制作後話
 未来の私に贈るものとして作った今回の作品は、お金を出して買って頂くまでに至ってないかもしれません。しかしながら、それならそれなりに今の自分に出来る精一杯の作品を作ろうと、制作を本格的に開始した5月半ば辺りから今まで、色んなことを犠牲にして作ってきました。まぁ、犠牲と言っても、主に『他の何かをやりたい時間』ですので、言葉の通りの重い意味はあまりありませんが・・(苦笑)。

 それでも、それなりに納得のいく作品が出来たし、ジャケットのデザインをお願いしたねこりさんには思った以上のものを描いて頂けたので、初めての自主制作CDとしては出来のいいものだと思います。勿論、出来が良いか悪いかは聴いて頂いた方が決めることだと思うのですが・・。

 さて、それぞれの曲の制作後話についてですが。


+ 01. 蝶の羽を持つ少年 +
 最初はインストゥルメンタルだったこの作品は、裏歌詞(ジャケットには掲載せず、メロディ作りの参考のために作った歌詞)として作った歌詞が、歌ってみたいと思えるものだったので歌曲にしました。
 蝶たる少年は私そのものであり、メロディラインや歌詞を作ること自体は然程苦労はしませんでした。いかに自分の作った作品に自信の欠片も持てない頃の私を表現するかが、この作品の課題。歌詞で表現出来ても曲全体のイメージで崩れてしまっては意味を成さないので、伴奏部分を作ることが一番の苦労でした。

+ 02. ただひとつ +
 これも最初はインストゥルメンタルでした。一種のわらべ歌みたく、同じようなメロディを繰り返す曲にしたかったという希望が叶った作品です。
 少年の親代わり的存在の白い花が少年に対して願うこと。これは私自身が一歩でも前に踏み出せなかった頃に思っていたことであり、この曲自体の制作も苦労はあまりしておりません。前曲と同様、歌詞のイメージが崩れないような伴奏を作ることが一番の苦労でした。

+ 03. 宙-ソラ-で歌う風 +
 少年が飛び立つ切欠を与える存在のひとつである風を表現した曲です。
 今回作ったCDの元となったショートストーリーで、世界の色んなことを話す風を表すことは、実は結構難しかったのです(汗)。間接的にしか知らない世界を表現することを課題にしたこの曲は、今回の曲作りでは一番苦労したものじゃないでしょうか。
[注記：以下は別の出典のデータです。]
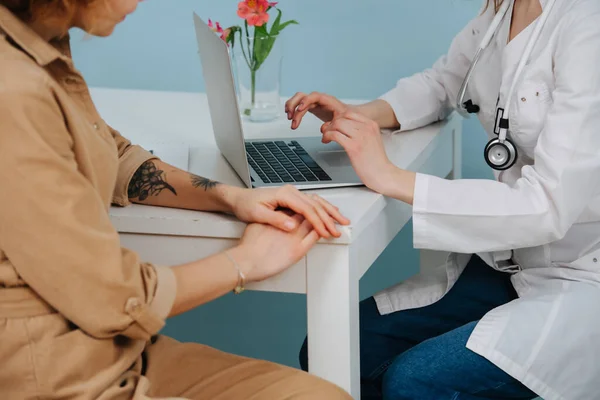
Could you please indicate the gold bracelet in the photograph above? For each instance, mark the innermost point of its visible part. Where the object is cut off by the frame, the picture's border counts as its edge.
(239, 288)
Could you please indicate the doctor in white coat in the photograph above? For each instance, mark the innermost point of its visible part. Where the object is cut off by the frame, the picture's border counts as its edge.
(515, 312)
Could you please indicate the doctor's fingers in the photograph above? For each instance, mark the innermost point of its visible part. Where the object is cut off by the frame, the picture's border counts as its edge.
(329, 106)
(338, 137)
(292, 104)
(348, 127)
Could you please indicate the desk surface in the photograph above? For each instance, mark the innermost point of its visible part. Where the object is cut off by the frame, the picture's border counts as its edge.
(155, 119)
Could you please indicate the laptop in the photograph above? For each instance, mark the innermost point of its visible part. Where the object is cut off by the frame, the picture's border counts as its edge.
(303, 162)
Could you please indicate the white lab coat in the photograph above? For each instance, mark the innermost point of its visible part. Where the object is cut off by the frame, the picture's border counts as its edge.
(543, 213)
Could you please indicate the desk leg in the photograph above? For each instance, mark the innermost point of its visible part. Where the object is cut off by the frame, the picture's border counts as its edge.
(457, 153)
(332, 308)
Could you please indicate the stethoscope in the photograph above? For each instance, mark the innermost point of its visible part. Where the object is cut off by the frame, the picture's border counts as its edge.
(500, 153)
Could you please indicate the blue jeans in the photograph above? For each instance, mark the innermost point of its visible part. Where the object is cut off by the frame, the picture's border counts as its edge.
(421, 353)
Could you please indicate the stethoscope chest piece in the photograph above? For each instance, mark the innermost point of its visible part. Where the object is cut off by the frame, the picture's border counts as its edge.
(500, 155)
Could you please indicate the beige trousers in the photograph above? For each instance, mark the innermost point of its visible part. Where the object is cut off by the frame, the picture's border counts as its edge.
(196, 372)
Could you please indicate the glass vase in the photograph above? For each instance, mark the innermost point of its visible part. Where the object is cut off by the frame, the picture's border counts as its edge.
(257, 68)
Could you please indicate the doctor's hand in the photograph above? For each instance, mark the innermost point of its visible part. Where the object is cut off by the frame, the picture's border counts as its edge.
(321, 105)
(362, 140)
(263, 205)
(265, 251)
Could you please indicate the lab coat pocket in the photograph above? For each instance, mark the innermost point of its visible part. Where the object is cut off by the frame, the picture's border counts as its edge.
(532, 104)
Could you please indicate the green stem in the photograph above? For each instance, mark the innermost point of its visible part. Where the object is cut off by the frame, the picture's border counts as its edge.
(253, 85)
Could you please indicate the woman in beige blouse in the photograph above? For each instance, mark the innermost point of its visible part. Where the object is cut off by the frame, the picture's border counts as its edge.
(79, 315)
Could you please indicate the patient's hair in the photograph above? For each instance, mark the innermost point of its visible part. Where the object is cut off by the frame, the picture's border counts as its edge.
(28, 10)
(497, 4)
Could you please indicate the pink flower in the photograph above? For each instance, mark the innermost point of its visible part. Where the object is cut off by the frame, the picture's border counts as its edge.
(255, 11)
(216, 27)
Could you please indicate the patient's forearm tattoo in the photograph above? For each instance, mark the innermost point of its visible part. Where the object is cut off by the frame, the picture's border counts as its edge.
(148, 181)
(200, 182)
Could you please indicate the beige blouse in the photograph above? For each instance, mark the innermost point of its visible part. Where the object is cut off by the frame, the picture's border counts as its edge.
(76, 309)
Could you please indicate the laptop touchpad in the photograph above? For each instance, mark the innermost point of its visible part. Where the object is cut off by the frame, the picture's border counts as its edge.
(334, 158)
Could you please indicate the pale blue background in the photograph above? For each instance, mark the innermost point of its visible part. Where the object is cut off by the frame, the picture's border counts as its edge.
(351, 49)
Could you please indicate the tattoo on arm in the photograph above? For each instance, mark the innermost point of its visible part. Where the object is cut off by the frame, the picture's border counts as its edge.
(198, 181)
(148, 181)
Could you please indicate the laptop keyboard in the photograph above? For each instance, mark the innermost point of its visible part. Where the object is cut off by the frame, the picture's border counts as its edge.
(280, 162)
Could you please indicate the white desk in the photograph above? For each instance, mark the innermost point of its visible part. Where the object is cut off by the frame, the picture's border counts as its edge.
(330, 273)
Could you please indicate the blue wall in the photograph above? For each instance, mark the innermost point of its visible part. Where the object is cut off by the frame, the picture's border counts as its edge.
(351, 49)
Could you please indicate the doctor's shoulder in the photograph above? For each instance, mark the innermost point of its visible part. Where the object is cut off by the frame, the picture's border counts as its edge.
(578, 16)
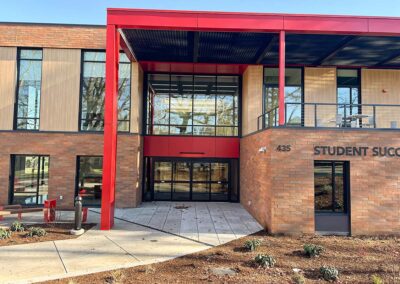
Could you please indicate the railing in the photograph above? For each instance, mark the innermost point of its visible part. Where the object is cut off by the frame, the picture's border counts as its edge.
(329, 115)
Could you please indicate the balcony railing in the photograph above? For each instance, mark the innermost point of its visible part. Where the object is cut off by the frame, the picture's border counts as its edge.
(329, 115)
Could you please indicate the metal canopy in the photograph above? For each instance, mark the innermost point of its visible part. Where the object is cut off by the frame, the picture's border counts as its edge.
(262, 48)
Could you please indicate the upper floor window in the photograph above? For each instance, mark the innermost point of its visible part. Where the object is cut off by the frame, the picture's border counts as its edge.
(203, 105)
(293, 93)
(93, 92)
(348, 91)
(27, 113)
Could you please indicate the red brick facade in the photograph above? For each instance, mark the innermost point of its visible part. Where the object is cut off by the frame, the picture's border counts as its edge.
(52, 36)
(278, 187)
(63, 148)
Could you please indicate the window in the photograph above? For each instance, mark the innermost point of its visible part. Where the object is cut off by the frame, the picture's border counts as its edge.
(201, 105)
(293, 94)
(27, 111)
(89, 179)
(348, 94)
(330, 182)
(93, 92)
(29, 179)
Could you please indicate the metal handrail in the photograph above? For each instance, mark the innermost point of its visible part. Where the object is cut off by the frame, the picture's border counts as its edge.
(350, 113)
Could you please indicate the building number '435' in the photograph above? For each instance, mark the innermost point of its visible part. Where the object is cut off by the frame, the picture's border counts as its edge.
(283, 148)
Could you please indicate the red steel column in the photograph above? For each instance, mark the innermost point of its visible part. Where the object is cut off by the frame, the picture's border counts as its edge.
(281, 92)
(110, 128)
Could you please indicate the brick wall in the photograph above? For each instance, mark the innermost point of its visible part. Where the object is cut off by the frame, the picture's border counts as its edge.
(63, 149)
(280, 185)
(52, 36)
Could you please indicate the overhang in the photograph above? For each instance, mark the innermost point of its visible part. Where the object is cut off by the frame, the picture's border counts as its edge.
(181, 37)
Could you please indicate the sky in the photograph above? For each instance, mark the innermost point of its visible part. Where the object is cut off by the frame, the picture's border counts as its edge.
(94, 11)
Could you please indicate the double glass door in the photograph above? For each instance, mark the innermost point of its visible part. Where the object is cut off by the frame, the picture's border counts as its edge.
(183, 180)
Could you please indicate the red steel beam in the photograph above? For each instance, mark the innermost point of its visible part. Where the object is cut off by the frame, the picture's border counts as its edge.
(281, 90)
(256, 22)
(110, 128)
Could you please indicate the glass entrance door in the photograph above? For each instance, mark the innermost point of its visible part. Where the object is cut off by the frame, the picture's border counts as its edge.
(184, 180)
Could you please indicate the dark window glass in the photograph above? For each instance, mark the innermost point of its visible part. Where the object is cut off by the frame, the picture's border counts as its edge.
(192, 105)
(348, 95)
(30, 179)
(90, 171)
(28, 90)
(293, 94)
(330, 187)
(93, 92)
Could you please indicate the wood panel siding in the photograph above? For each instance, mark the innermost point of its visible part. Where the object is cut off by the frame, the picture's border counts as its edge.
(381, 87)
(320, 87)
(59, 110)
(252, 98)
(136, 98)
(8, 74)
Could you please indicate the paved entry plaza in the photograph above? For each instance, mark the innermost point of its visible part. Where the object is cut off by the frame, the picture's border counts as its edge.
(151, 233)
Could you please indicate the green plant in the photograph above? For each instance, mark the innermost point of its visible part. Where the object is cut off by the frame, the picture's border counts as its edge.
(265, 260)
(252, 245)
(376, 279)
(115, 277)
(36, 231)
(17, 227)
(298, 278)
(312, 250)
(4, 234)
(329, 273)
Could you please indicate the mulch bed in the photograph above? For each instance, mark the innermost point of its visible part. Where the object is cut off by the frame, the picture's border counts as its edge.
(357, 259)
(55, 231)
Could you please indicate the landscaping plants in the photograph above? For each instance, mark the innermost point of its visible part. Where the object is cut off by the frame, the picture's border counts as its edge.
(17, 227)
(36, 231)
(252, 245)
(298, 278)
(265, 260)
(329, 273)
(4, 234)
(376, 279)
(312, 250)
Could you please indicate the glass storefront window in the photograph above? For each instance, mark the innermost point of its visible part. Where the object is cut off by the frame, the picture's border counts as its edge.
(93, 92)
(90, 170)
(30, 179)
(29, 89)
(348, 95)
(330, 186)
(202, 105)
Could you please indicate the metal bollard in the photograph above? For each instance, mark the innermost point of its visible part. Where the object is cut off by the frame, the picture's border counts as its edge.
(78, 213)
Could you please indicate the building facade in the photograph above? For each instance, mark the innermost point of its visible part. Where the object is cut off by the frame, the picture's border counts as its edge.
(296, 117)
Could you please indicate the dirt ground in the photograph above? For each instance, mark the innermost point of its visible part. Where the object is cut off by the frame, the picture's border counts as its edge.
(55, 231)
(357, 260)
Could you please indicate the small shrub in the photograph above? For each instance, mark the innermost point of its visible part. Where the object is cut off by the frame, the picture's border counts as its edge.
(115, 277)
(312, 250)
(265, 260)
(329, 273)
(376, 279)
(36, 231)
(4, 234)
(298, 278)
(17, 227)
(252, 245)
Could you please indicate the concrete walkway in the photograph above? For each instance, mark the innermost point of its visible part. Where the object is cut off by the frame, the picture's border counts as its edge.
(213, 223)
(127, 245)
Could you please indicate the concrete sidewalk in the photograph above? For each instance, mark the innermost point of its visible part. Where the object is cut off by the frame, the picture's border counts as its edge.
(150, 233)
(127, 245)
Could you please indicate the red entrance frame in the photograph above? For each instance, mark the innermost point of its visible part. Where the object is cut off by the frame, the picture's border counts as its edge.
(210, 21)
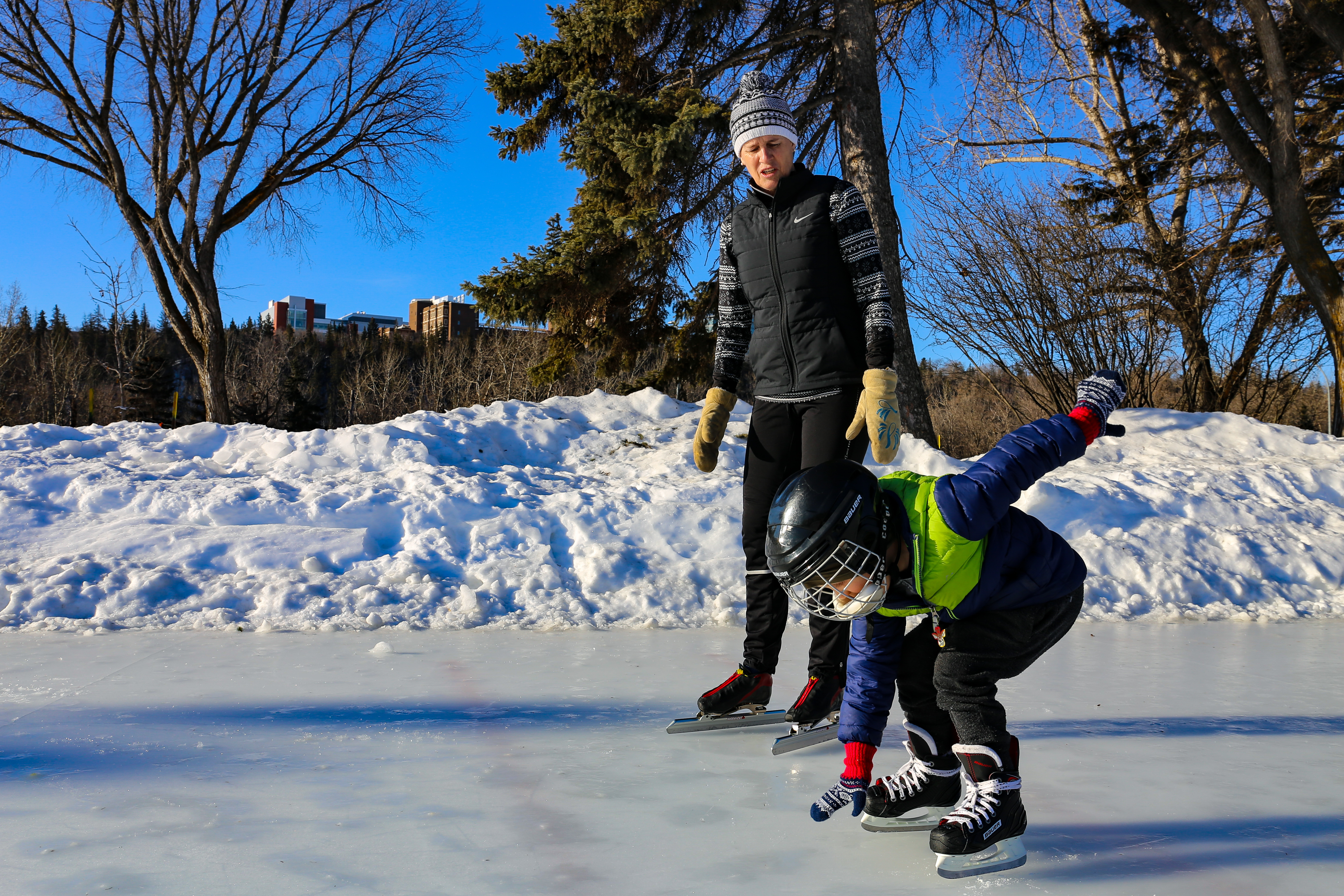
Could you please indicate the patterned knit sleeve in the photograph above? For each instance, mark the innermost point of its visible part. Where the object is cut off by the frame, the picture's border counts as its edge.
(733, 330)
(859, 249)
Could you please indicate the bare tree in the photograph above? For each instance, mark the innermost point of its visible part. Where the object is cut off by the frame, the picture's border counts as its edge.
(195, 119)
(1142, 166)
(1033, 289)
(117, 289)
(11, 342)
(1269, 89)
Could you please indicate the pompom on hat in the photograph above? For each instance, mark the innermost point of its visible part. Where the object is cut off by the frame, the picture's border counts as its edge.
(760, 112)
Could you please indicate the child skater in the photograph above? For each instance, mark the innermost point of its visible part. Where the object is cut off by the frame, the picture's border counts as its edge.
(996, 589)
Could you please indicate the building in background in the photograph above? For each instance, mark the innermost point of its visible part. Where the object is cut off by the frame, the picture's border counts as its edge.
(295, 312)
(361, 321)
(447, 318)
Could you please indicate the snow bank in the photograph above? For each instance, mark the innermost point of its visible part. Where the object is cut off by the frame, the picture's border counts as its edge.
(589, 512)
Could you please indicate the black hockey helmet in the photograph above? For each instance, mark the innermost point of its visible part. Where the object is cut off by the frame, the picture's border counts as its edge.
(827, 541)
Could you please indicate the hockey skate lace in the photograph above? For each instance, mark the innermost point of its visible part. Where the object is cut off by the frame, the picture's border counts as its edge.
(978, 807)
(909, 781)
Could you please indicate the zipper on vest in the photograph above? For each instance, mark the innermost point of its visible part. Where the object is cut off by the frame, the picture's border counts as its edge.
(784, 309)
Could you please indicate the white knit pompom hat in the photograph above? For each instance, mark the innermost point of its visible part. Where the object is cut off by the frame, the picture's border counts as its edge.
(760, 112)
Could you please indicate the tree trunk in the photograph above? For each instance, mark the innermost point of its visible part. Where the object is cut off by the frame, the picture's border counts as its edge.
(866, 166)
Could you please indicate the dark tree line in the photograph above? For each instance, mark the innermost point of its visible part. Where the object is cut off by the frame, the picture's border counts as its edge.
(291, 381)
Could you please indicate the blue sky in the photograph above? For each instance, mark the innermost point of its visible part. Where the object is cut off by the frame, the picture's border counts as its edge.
(480, 210)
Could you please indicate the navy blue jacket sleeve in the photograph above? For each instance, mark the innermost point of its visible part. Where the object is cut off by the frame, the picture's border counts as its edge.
(971, 503)
(871, 679)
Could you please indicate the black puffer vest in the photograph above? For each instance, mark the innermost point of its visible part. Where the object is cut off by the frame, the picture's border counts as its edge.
(807, 326)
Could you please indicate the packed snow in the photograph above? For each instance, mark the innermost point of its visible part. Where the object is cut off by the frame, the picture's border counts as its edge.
(589, 512)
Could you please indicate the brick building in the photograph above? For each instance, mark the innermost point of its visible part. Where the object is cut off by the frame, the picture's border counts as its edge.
(444, 316)
(295, 312)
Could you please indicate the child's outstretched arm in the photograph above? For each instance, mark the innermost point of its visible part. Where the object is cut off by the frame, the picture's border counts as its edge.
(974, 502)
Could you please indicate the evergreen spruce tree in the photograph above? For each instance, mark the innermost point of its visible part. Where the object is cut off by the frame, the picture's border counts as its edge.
(150, 387)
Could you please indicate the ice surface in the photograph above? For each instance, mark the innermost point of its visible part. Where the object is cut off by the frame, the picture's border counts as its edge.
(1158, 760)
(588, 514)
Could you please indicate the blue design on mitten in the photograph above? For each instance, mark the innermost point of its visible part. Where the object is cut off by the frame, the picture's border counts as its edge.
(847, 790)
(1103, 393)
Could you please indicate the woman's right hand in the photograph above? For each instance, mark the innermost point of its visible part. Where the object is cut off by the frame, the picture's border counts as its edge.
(714, 421)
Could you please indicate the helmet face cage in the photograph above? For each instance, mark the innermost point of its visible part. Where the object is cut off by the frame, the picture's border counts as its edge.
(847, 583)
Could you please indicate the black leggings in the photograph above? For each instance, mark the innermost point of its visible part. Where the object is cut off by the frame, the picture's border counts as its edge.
(787, 438)
(951, 692)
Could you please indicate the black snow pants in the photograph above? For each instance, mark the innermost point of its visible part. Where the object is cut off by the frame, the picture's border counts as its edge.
(787, 438)
(951, 692)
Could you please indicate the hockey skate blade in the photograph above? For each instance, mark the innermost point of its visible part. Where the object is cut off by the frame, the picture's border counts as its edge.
(924, 819)
(740, 721)
(808, 738)
(1002, 856)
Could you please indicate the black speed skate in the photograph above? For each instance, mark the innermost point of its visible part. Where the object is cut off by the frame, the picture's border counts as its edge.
(738, 703)
(918, 796)
(984, 832)
(744, 690)
(819, 699)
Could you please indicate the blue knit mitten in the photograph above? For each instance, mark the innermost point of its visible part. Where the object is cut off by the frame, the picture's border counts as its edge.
(847, 790)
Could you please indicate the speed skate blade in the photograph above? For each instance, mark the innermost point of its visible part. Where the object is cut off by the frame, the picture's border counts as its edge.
(1002, 856)
(806, 738)
(720, 723)
(924, 819)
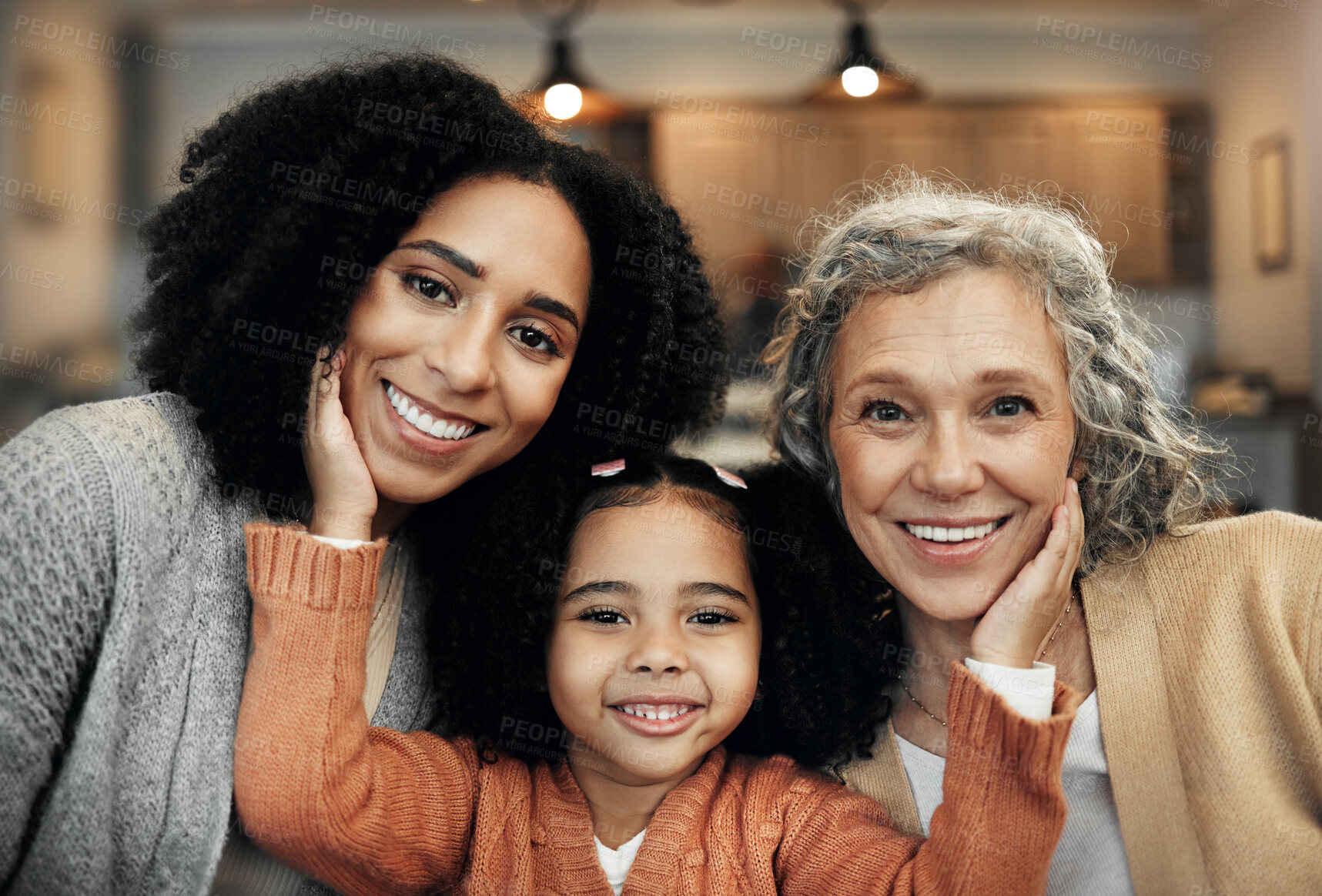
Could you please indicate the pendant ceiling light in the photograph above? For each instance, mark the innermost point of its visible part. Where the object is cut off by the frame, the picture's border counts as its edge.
(862, 73)
(564, 93)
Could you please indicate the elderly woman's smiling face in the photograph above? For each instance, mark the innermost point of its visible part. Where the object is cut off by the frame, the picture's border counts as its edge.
(952, 430)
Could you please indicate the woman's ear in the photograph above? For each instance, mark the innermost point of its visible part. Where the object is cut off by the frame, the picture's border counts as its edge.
(1078, 470)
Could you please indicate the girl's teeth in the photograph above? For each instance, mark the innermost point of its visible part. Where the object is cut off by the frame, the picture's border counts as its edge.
(654, 711)
(423, 422)
(952, 534)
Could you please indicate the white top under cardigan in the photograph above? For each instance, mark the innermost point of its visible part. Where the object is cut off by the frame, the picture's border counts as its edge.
(1089, 861)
その割に裏歌詞は結構スムーズにいった記憶があります(苦笑)。
< 裏歌詞 >
 たった独りで咲く私は
 何処から来たのか分からない
 風とのお喋りが楽しみで
 此処に来るのを 待っている

 雲が流れる 流れてくる
 風に乗ってやってくる
 やっぱり何処から来たのか分からない
 雲の話も好きで

 私が見られないこと 見てきた彼らが
 話すことのひとつひとつが
 とても新鮮だった
 花弁に溜まる雨の雫が
 空で鳴り響く雷が
 穏やかに揺れる草の音が
 全て風の気持ちのようで

 たった独りで咲く私が
 独りじゃないと教えてくれた
 風や雲がこの幼き蝶に
 勇気を与えてくれますように

 どうか どうか・・・

+ 04. 静かなる蒼 +
 CDに収録された曲全ての中で一番重い感じの曲となったこの作品は、実は一番のお気に入りです^^。
 蝶たる少年が飛び立つ最後の切欠となる蒼穹は、CDのタイトルとなったものなので、最後の最後まで拘ったものだったからですね。歌曲としても良かったのですが、今回はインストゥルメンタルで仕上げました。
 重たくなった関係でもしかしたら浮いてしまうかも、という心配があったのですが懸念で終わってほっとしております。
< 裏歌詞 >
 果てなく 広がってゆく
 永遠の 蒼穹は

 静かに ただ静かに
 僕たちを 見ている

 時折吹く風が 止んでしまったら
 雲も草の音さえ 止んでしまう

 そんな時見る蒼は とても深くて
 哀しくもないのに 涙流れた
 『飛んでゆきたい・・・』

 果てなく 広がってゆく
 届かない 蒼穹の

 向こうへ 向こう側へと
 行きたいと 手を伸ばしてみる

 目の前に 進むべき
 道筋が 広がった

+ 05. 飛び立つ羽 +
 希望に満ちたものにしたい、と、目指すイメージにそっくりな他の曲を繰り返し聴いて作った曲です。
 前曲の裏歌詞に『飛んでゆきたい』と入れたのは、次の曲がこの曲だったから。飛び立とうとする蝶たる少年が表現しきれているかどうか微妙なところかもしれませんが、この曲もこの曲で気に入っていたりします。
 始めから始まるメロディに沿って、裏歌詞の『はばたかす 舞い上がる』から始まる部分のメロディが一番のお気に入り。機会があったら実際に歌ってみたいですね。
< 裏歌詞 >
 この蒼い宙(ソラ)の向こう
 何処まで続くのかな

 見上げれば広がる空
 白い雲 流れてる

 僕は この羽はばたかせ
 遠く 果てない宙(ソラ)の彼方へ
 飛んでゆきたい 風に乗って
 はばたかす 舞い上がる
 地の果て臨む
 あれ程怖かった世界が
 広がっている

 風と雲 草と花
 この蒼い宙(ソラ)
 『背を押してくれてありがとう』と
 笑顔で言うよ

 目指す先 遠くても
 歩き続ける
 後ろ見たり立ち止まっても
 進み続ける

+ 06. その先にあるもの +
 当初から歌曲の予定であったこの曲の歌詞は、かなり短時間で書き上げることが出来ました。勿論後から修正した部分も含めて。一日も掛かってないと思われます。
 二番三番があってもいいかな、と思っていたのですが、そうするとかなり長くなってしまいそうで、今回少年を羽ばたかせるために一番頑張った花に出てきて貰いました。最終的に少年が飛び立つ切欠を与えたのは蒼穹なれど、そういう気持ちにさせたのは花だから。
 最後に締め括る曲として、大切に歌詞を作りました。目指す先に少しでも近づけるように。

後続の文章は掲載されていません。